Client Limitation and Tuning

The maximum number of clients - the combination of vovtaskers, user interfaces and proxies, that can be concurrently connected to a vovserver is limited by the number of file descriptors available.

This is an operating system parameter, and is inherited from the shell that starts vovserver. It can not be changed after vovserver starts.

There are two kinds of limits, a hard limit and a soft limit. Limits are imposed to reduce the likelihood of exhausting system resources. A soft limit may be set by shell commands so long as a value less than or equal to the hard limit is selected. The hard limits for descriptors and other resources may vary by user, group, and other attributes.

On UNIX, this number is operating system dependent. In most UNIX installations, the hard limit for file descriptors is 1024 or more.

On Windows NT, VOV sets the limit at 256 file descriptors.

On Linux, root can change the limits in the file /etc/security/limits.conf. Example:
* hard nofile 8192
* soft nofile 2048

The above example sets the soft limit for all users to 2048, and the hard limit to 8192. The '*' character could be replaced by that of the Accelerator owner account, e.g. 'cadmgr'.

Background

Each operating system offers a limited number of file descriptors for each process. In modern systems, this limit may be up to 65000. The vovserver can handle as many clients as the "descriptors limit" allows. It is also possible to reduce the number by setting a soft limit using the methods described above.

To allow a large number of clients, vovserver must be started with a high limit. The ncmgr command reports the number at startup time, please read it carefully before replying 'yes'. Example:
% limit descriptors 16000
% ncmgr start 

The file descriptors are used by the vovserver to communicate with the clients: vovtaskers, GUI, browser, interactive jobs, etc.

The utilization of file descriptors are approximately:
  • The server by itself needs about 10
  • The other descriptors less than 40 are not used
  • Each vovtasker needs 1
  • Each running batch job needs 1
  • Each running interactive job needs 2
  • Each vovconsole needs 2
  • Each nc monitor needs 1
Example: On a loaded farm with 500 vovtaskers, each with four CPUs, with half jobs interactive, the estimated number of descriptors needed is:
10 + 500 + 500 * 2  + 500 * 2 * 2 =  3510 file descriptors

This leaves descriptors for about 580 monitors and GUIs.

Behavior with Exhausted File Descriptors

The exhaustion of file descriptors rarely occurs. Altair Accelerator's main concern is preserving the integrity of the vovserver. Commands that attempt a new connection to the vovserver fail to connect and return an error message too many clients in the system. The vovserver will then post an alert showing too many open files. In that condition, ordinary commands such as nc hosts and nc list will not work because the vovsh that runs those commands cannot connect to vovserver.

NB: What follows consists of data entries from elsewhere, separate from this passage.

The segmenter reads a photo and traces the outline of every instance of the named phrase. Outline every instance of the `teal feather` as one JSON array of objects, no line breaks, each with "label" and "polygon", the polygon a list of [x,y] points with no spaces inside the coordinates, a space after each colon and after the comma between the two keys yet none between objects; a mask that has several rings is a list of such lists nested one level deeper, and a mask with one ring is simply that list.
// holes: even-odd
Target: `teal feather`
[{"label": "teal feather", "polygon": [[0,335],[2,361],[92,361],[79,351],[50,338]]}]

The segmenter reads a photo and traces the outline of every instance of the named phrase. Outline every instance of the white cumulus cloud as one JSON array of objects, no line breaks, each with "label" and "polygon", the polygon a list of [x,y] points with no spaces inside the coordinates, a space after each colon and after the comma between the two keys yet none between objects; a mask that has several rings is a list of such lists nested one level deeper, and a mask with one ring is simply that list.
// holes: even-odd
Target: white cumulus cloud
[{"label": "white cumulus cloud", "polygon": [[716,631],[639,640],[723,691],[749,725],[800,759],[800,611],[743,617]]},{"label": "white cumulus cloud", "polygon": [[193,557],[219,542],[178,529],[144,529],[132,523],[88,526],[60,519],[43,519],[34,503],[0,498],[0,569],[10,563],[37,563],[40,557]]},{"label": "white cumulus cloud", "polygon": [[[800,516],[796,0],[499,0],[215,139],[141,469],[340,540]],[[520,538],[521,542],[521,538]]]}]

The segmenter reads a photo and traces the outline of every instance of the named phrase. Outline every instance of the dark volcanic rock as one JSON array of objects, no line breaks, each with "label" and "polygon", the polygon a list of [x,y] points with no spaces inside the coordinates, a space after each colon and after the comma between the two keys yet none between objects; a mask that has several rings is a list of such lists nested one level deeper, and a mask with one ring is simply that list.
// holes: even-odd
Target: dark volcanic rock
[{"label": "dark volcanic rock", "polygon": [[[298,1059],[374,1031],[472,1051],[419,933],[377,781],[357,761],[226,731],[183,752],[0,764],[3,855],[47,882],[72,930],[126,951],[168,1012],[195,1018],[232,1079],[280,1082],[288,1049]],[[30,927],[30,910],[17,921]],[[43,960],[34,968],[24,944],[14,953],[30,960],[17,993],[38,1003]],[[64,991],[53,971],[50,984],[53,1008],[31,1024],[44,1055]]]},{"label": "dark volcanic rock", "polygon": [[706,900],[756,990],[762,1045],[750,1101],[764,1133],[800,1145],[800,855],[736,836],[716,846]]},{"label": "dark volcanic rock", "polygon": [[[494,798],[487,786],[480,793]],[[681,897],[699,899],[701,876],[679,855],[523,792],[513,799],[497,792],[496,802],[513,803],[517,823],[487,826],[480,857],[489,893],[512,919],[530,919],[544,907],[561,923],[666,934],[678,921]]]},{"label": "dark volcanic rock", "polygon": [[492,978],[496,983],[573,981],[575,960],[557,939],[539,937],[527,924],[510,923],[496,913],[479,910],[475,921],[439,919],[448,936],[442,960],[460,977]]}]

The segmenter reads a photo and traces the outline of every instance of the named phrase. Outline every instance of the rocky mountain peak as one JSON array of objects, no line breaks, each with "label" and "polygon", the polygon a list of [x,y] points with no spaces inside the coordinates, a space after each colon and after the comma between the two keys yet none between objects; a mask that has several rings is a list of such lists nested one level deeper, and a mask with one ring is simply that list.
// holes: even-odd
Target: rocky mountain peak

Reserved Connection on the localhost

When file descriptors are exhausted, you can connect to vovserver using a special method through the software loopback interface (lo0, 127.0.0.1). This is achieved by setting VOV_HOST_NAME to localhost. Example:
% vovproject enable vncNNNN
% setenv VOV_HOST_NAME localhost
% vsi

Solutions to File Descriptor Exhaustion

A short-term solution is to stop some of the clients is to lower the demand for file descriptors. Transient GUI clients such as VovConsole, monitors, and Accelerator GUI should be stopped first. Any idle vovtaskers should also be stopped. Guidelines:
  • Check how users are submitting jobs. There are some limits on maxNormalClients and maxNotifyClients in the policy.tcl file to prevent accidental or malicious denial-of-service attacks. Sometimes we have seen jobs submitted with the -wl option and placed in background, each consuming 2 descriptors.
  • Next you should first find whether it is possible to raise the descriptor limit on the current host. If not, a longer-term solution is to move the vovserver to another host that offers more file descriptors. A newer versions of UNIX is a good candidate as they offer 65K descriptors.

It is possible to continue operation, even in the presence of interactive jobs, by moving the vovserver and making the new queue the default queue so that newly-submitted jobs go to the new default queue. The server on the host with limited descriptors will finish all jobs, and it may then be shut down.

Client Service Modes

On Linux-based systems, there are two client servicing modes from which to choose: poll (default) and epoll. The mode chosen specifies which POSIX mechanism the vovserver will use to determine which client file descriptors are ready for use. The mode can be specified by setting config(useepoll) to 0 (poll, default) or 1 (epoll) in the SWD/policy.tcl file.

Generally, the epoll mode should result in more efficient processing of service requests. As of this version, epoll mode is a new feature and is therefore disabled by default.